Butterflies and adrenaline coursing through veins, stadium lights blaring from above and screams of crowds chanting, this is a day in the life of the University of North Alabama Pride of Dixie marching band.

The UNA band program is the largest student organization on the UNA campus. The program began in 1949 with 12 members and has increased to more than 230.

It is composed of different sections of members who play instruments and the auxiliary units, which are the Lionettes, Majorettes and Color Guard. The Pride of Dixie performs at all home games. It also travels across the state and out of state showcasing its halftime show at high school football games, band competitions and exhibitions.

“Membership in the band means a great deal to me,” said Madeline Hammond, captain of the Lionette dance line. “Being a small part of a large group of diverse members who are working together with a common sense of purpose is extremely rewarding, and I am grateful for my opportunity to contribute to the group as a whole.”

Executing a halftime show takes many hours of practice in the band’s set rehearsal time and outside of rehearsal. The entire band meets for full ensemble rehearsal daily from 2 to 3:30 p.m. Practice for the band takes place at Pride Field, directly across from Rice and Rivers Hall, or at Braly Stadium.

The band will have an additional Saturday morning rehearsal if they have a performance that day.

“Our practice schedules are very busy, yet allow enough time for members to still be involved in other activities,” said Maegan Dorsett, a sophomore lionette.

Auxiliary members’ practice begins in the summer. During the summer, they have workouts and practice every weekend. The fall practice for the auxiliary begins at 1:15 p.m. with a workout with their trainer.

“Practices are very demanding both in-season and out of season as well, but they are equally rewarding,” Hammond said. “We practice at 6 a.m. We practice in extreme heat. We practice in the rain. We do whatever it takes to get our performances to the high standards that have been set by outstanding Lionette lines of the past.”

Hammond added the physicality of their show demands they condition themselves physically throughout the year.

Both auxiliary and ensemble members dedicate time outside of rehearsal to work as a group in a sectional practice.

“Outside of the group, I have sectionals that meet weekly, along with individual practice time daily, and this private time can range from anywhere between 30 minutes and two hours each day,” said Nicholas Watts, a senior baritone player.

The band’s demands of their practice schedule depends on the detail and intricacy of their performance show.

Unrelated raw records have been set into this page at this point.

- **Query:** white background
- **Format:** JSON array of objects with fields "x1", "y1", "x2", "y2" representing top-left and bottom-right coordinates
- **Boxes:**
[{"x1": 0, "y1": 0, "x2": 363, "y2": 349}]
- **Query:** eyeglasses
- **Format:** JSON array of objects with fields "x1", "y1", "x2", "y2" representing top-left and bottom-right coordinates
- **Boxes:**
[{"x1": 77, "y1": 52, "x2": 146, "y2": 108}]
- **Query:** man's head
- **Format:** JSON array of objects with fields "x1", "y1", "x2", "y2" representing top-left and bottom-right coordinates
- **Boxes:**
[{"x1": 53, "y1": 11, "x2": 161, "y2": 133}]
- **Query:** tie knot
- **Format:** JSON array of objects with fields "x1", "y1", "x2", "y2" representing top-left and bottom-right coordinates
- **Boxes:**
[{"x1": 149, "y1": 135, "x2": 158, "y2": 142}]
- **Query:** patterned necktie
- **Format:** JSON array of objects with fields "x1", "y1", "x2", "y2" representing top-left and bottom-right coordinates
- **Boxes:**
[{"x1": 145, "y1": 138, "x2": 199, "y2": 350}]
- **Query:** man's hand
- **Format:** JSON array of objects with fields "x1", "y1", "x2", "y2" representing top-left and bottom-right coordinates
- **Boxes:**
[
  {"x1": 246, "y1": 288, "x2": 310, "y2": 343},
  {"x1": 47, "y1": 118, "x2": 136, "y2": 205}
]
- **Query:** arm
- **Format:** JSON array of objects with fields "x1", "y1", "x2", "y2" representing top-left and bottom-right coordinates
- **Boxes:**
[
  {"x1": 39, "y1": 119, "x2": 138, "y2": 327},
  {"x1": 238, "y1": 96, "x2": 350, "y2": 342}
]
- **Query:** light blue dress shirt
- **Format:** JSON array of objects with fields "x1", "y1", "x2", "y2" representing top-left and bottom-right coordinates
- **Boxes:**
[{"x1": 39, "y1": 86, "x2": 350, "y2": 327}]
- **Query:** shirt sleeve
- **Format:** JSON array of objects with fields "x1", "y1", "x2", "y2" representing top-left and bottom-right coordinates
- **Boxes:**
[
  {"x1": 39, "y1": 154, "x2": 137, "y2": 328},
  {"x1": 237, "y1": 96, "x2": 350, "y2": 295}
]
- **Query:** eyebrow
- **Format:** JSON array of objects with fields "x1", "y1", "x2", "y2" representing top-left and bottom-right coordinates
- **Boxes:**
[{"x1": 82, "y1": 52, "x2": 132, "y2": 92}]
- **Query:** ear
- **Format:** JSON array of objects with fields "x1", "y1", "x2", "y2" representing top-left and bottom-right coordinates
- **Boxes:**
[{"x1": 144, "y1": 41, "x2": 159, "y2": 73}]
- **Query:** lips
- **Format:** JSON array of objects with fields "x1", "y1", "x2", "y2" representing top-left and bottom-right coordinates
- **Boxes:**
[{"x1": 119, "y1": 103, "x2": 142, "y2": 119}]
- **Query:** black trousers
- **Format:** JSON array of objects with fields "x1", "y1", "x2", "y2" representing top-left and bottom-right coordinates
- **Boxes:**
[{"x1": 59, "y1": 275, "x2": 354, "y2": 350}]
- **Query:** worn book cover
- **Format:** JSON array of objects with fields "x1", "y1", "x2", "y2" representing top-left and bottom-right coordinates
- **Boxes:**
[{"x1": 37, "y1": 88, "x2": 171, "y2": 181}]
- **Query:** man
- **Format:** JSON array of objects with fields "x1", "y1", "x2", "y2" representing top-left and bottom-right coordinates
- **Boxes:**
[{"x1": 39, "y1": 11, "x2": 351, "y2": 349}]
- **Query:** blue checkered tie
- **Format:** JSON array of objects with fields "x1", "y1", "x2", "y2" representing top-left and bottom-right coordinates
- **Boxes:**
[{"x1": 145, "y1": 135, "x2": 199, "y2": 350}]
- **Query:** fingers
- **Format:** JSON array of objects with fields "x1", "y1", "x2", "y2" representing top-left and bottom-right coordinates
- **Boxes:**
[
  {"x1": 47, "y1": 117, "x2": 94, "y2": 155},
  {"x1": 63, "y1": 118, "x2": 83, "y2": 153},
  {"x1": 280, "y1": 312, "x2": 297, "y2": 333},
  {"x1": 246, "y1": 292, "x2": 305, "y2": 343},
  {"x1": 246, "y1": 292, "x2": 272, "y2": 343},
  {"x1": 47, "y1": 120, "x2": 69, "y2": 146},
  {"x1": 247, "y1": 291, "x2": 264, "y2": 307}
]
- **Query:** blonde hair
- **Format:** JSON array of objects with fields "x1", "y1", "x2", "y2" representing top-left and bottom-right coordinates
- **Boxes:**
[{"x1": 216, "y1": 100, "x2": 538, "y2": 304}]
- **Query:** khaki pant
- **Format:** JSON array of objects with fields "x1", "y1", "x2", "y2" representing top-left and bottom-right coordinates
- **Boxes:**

“It cultivates a level of discipline and focus that I know will benefit each of us even after we leave UNA and enter the workforce,” Hammond said.

This year, the band will perform at the Bands of America Exhibition at the Southeastern Super Regional in Powder Spring, Ga and the Northwest Georgia Marching Championship in Cass, Ga.

The band will also perform at the National Collegiate Marching Band Championship Bowl in Columbia, S.C.

“There’s always that nervousness and butterflies that hit you as you walk onto the field, but the minute you hear that first note, the feeling goes away and you are encapsulated by that adrenaline,” said Merritt Malone, captain of the majorette line. “Performing for a cheering crowd is a feeling that’s unexplainable.”

Malone said she could not name a single person on that band field who does not love performing.

The band works to uphold a tradition of performance quality and standards that were set by past members of the ensemble.

“The Pride of Dixie is a constant reminder that I am part of something bigger than myself,” Watts said. “It instills in me that I am just as equal as the person next to me.”